Thursday 4 February 2021

A Couple Of Weeks Ago,

I did not think much about sea shanties,


now articles about them are popping up every where, as are collections of the lyrics like this one, The Music of the Waters: A Collection of Sea Shanties, (1888) by Laura Alexandrine Smith, the book also known as Working Songs of the Sea, of All Maritime Nations. Boatmen's Fishermen's, and Rowing Songs, and Water Legends (London: Kegan Paul, Trench and co, 1888), little is known about Laura Alexandrine Smith, except that she lived in Newcastle-upon-Tyne, England, where her father was Russian vice-consul, and that she was — as evidenced by this wonderful collection of sea shanties and their surrounding culture — an exemplary ethnomusicologist.
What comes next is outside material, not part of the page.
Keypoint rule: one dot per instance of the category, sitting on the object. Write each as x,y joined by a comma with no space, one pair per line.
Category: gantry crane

As a writer, she was clearly interested in the anthropological aspects of musical genres (her second book looked at Gypsy music), and here in The Music of the Waters her focus is on the song-bellowing sailor, whether a Nile boatman, Venetian gondolier, Indian rower, or Dutch herring-fisher, in her immersive research. “She has personally gone”, as R. M. Ballantyne (author of copious maritime adventure tales for children) says in his Introductory Note, “straight to the 'fo'c'sle,' and interviewed the sailors not only of her own, but of other lands, and thus has gathered from the men's own lips, and from their manly voices, the words and melodies which are most popular among them.” below are other titles that are out there for any budding sea shantiers although none are so comprehensive or as international in reach as Smith's, 





incidentally the film I wanted to watch, Fisherman's Friends is not out on Netflix yet, but as soon as it is I will watch it.